January, 2020. The baby is in the stroller and the boy walks alongside me. We are becoming a neater unit, freer. It is cold, the sun is shining, and I am wearing an oversized coat. In it, I am strong. I am reminded of the screenwriter Nora Ephron, and of the many complex women she wrote. I think of Sally facing Harry squarely in the park scene, as she admits to her wonderfully innocent go-to sex fantasy. It is autumn, mirroring the middling-to-mature (but not yet culminated) stage of their saga, and Sally’s square shoulder pads somehow protect her, even as she allows herself to be vulnerable.

I am reminded also of my mother: of the reassuring comfort of clutching on to the bottom of her manly coats as she strode head held high along the street, or the coziness of lying tucked up in my parents bed to be kissed goodnight as she and her shoulder pads headed out for the evening in a cloud of Elnett hairspray.  

Meg Ryan and Billy Crystal in When Harry Met Sally, dir. Nora Ephron (1989). Picture: Columbia Tri-Star

I think of that first morning in Chicago, three years ago, and all the many, many walks that preceded it. I think of the last years; and of the places I have yet to walk.

The baby smiles up at me. The boy clutches at the bottom of my coat.

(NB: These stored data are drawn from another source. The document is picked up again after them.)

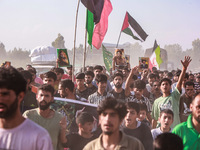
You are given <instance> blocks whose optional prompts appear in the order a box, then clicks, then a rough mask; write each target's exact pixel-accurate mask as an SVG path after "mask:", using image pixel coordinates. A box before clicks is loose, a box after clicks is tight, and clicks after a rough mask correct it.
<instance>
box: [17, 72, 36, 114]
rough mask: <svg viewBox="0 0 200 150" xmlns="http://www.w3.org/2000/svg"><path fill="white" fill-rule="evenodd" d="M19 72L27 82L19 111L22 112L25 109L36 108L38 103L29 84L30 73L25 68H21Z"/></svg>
mask: <svg viewBox="0 0 200 150" xmlns="http://www.w3.org/2000/svg"><path fill="white" fill-rule="evenodd" d="M20 73H21V74H22V76H23V77H24V79H25V80H26V82H27V85H26V94H25V96H24V99H23V101H22V102H21V112H22V113H24V112H25V111H26V110H29V109H34V108H37V107H38V104H37V100H36V93H33V92H32V91H31V87H30V84H31V81H32V75H31V73H30V72H29V71H27V70H23V71H21V72H20Z"/></svg>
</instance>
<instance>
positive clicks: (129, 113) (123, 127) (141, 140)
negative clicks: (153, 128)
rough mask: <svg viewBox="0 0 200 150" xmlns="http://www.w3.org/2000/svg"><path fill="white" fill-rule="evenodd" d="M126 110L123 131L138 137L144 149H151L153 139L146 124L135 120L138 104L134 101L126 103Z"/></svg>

I think of the light-footed girl, and of the weighted woman: I am both, both are me. I am my mother, too. And her mother. And Joey Potter. And Sally Albright, surrounded by leaves, proud chin pointing upwards.

The breeze blows. I sink down into my coat, and walk on.

*

Nicola Sayers is an academic and writer. Her book, The Promise of Nostalgia: Reminiscence, Longing and Hope in Contemporary American Culture, was published by Routledge in 2020, and she has also written for Public Books, Public Seminar and The Island Review. Her interests include life-writing, America, walking, cities and nostalgia. She lives in Oxford.